Measures for shorter waiting times in cancer care
Between 2015 and 2018, the Government is carrying out a number of measures to ensure more equitable and accessible cancer care, with a focus on shortening waiting times and reducing regional differences.
Medical care in Sweden maintains high standards and shows results that stand up well in international comparisons. Life expectancy is increasing and the number of people dying of diseases such as cancer is decreasing. But health and medical care must also be equitable and given on the same terms, regardless of gender, socioeconomic background or country of birth. Surveys and follow-ups of care outcomes show, however, that there are still unwarranted differences in both health and care between various groups.
Cooperation for shorter waiting times
The Government, together with the Swedish Association of Local Authorities and Regions, is therefore carrying out a series of concerted measures in the area of cancer care. Between 2015 and 2018, the Government intends to set aside SEK 500 million per year to ensure more equitable and accessible cancer care, with a focus on shortening waiting times and reducing regional differences.
Aim of the Government's cancer measures
- Create more equitable cancer care of a higher standard
- Improve access by shortening waiting times and reduce regional differences
- Shorten the care process between reasonable suspicion and start of treatment
- Introduce a common national system of standardised care pathways
- Create greater satisfaction among patients through better information and more involvement
Waiting times in cancer care will be shortened
Starting in 2015, the first stage is being carried out in the four-year investment to ensure shorter waiting times in cancer care. The initial aim is to shorten the care process between reasonable suspicion and the start of treatment. To achieve this, the most important measure is to introduce a national system of standardised care pathways. Introducing such standardised care pathways will result in a more coherent care process around the patient. Besides shorter waiting times, these measures are also expected to result in better information, greater involvement and generally more satisfied patients.
Standardised care pathways
The standardised care pathways describe which examinations and initial treatments are to be carried out for a particular cancer diagnosis, as well as which time limits apply – both for the entire process and for the different examination stages.

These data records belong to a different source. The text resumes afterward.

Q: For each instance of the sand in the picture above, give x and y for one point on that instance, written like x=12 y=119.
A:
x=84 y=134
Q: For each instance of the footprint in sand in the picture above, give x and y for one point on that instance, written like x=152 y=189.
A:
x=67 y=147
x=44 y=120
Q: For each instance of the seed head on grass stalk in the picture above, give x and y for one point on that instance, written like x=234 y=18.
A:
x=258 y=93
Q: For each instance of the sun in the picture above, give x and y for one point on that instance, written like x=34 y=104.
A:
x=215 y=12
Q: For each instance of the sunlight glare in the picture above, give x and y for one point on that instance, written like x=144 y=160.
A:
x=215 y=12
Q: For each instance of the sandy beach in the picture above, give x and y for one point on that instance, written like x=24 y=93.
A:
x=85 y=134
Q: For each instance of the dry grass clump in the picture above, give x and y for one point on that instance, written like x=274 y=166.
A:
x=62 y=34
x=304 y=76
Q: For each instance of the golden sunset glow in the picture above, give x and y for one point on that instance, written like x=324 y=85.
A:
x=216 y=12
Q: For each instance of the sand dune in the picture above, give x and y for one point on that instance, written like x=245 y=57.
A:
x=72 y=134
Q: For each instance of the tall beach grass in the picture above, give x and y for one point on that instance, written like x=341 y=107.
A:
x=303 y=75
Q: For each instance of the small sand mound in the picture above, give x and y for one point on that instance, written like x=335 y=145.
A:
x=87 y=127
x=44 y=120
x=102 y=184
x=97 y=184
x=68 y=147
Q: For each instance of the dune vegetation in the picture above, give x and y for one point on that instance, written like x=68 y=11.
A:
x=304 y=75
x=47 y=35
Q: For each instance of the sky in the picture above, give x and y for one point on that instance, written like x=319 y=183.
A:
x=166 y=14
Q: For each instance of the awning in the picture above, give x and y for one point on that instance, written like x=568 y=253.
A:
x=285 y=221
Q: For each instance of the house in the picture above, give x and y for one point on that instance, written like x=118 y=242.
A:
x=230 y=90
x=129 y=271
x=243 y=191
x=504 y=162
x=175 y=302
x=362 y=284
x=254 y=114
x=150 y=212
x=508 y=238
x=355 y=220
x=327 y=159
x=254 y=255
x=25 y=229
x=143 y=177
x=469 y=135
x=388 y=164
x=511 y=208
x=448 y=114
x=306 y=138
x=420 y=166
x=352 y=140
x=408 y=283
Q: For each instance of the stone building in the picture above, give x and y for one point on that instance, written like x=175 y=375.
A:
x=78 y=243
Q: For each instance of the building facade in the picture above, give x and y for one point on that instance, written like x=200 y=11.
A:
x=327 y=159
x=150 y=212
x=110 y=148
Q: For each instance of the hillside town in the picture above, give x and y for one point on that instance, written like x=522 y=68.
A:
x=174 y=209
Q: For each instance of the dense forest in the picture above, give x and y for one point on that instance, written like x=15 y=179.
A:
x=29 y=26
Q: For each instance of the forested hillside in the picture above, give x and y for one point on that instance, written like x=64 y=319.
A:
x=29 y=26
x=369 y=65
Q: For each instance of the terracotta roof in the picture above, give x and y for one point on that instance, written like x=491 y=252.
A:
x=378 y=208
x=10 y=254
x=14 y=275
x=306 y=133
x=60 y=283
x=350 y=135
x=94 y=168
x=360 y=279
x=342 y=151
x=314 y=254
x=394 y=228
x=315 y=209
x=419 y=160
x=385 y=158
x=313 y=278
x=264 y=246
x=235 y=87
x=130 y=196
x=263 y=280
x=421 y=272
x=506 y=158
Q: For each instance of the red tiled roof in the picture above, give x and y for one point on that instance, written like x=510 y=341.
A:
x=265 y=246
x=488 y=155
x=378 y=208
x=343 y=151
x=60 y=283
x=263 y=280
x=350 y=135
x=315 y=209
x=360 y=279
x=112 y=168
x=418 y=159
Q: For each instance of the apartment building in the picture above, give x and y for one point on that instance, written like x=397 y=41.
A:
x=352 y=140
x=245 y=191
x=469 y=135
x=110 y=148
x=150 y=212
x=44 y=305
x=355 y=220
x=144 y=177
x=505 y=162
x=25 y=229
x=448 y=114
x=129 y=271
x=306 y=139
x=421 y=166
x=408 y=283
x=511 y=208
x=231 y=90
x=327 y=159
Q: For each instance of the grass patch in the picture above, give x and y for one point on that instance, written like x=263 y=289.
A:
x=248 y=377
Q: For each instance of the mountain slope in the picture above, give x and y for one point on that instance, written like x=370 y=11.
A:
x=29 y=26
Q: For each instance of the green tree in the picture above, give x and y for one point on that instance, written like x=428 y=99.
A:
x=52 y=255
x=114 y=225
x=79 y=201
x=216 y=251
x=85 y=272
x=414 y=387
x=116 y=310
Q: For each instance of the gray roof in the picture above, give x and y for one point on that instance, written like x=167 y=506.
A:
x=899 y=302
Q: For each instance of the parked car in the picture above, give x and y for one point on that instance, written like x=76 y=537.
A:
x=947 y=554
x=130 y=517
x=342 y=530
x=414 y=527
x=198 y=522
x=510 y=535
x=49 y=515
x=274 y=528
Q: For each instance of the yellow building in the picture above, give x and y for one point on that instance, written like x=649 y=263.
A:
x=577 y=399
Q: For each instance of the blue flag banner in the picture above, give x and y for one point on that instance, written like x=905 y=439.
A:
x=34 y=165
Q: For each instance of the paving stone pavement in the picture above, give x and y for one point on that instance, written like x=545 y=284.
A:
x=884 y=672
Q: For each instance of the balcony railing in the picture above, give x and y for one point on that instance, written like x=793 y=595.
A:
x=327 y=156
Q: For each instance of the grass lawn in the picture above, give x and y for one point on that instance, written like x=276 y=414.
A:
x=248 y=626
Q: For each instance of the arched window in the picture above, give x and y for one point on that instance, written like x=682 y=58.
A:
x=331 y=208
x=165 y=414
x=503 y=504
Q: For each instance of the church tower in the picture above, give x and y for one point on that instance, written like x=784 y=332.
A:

The time limits are to only cover medically justified time and vary between diagnoses and treatments.
Standardised care processes introduced in 2015:
- Acute myeloid leukemia (blood cancer)
- Head and neck cancer
- Esophageal and stomach cancer
- Prostate cancer
- Bladder and urinary tract cancer
Standardised care pathways to be introduced in 2016:
In 2015, additional standardised care pathways were drawn up for introduction in 2016. Work is due to begin for thirteen types of diagnosis:
- Breast cancer
- Pancreatic cancer
- Gallbladder cancer
- Cancer of unknown primary (CUP)
- Suspected cancer with serious, diffuse symptoms
- Brain tumours
- Liver cancer
- Lung cancer
- Malignant melanoma
- Colorectal and rectal cancer
- Ovarian cancer
Money to the county councils
Agreement for 2016
The Government and the Swedish Association of Local Authorities and Regions have reached an agreement for 2016 covering a total of SEK 444 million, of which the majority has been set aside as incentive funds for the county councils to introduce the system of standardised care pathways.
The agreement means that standardised care processes will be introduced for thirteen new types of cancer diagnosis over the course of the year. Efforts to introduce standardised care pathways began successfully in 2015 for five types of diagnosis. The new types of diagnosis for 2016 include breast cancer, brain tumours, lung cancer and ovarian cancer.
Agreement for 2015
The agreement for 2015 covered a total of SEK 444.5 million. The money was paid in two stages. The first amount, SEK 207 million, was paid to all county councils following a decision by each county council on the introduction of standardised care pathways and once they had submitted an action plan by 15 March 2015.
The second amount, SEK 206 million, was paid once to the county councils that had submitted by 1 November 2015 a report on how work had progressed on the basis of the action plan submitted.
National Board of Health and Welfare to monitor and evaluate the task
The National Board of Health and Welfare has been tasked by the Government with monitoring and evaluating the measures aimed at shortening waiting times in cancer care, etc.
The National Board of Health and Welfare is to continuously keep the Ministry of Health and Social Affairs informed about how the task is progressing. The Board must also submit an annual report by 30 November each year (starting in 2015) to the Ministry of Health and Social Affairs. The final report is to be submitted by 1 April 2019.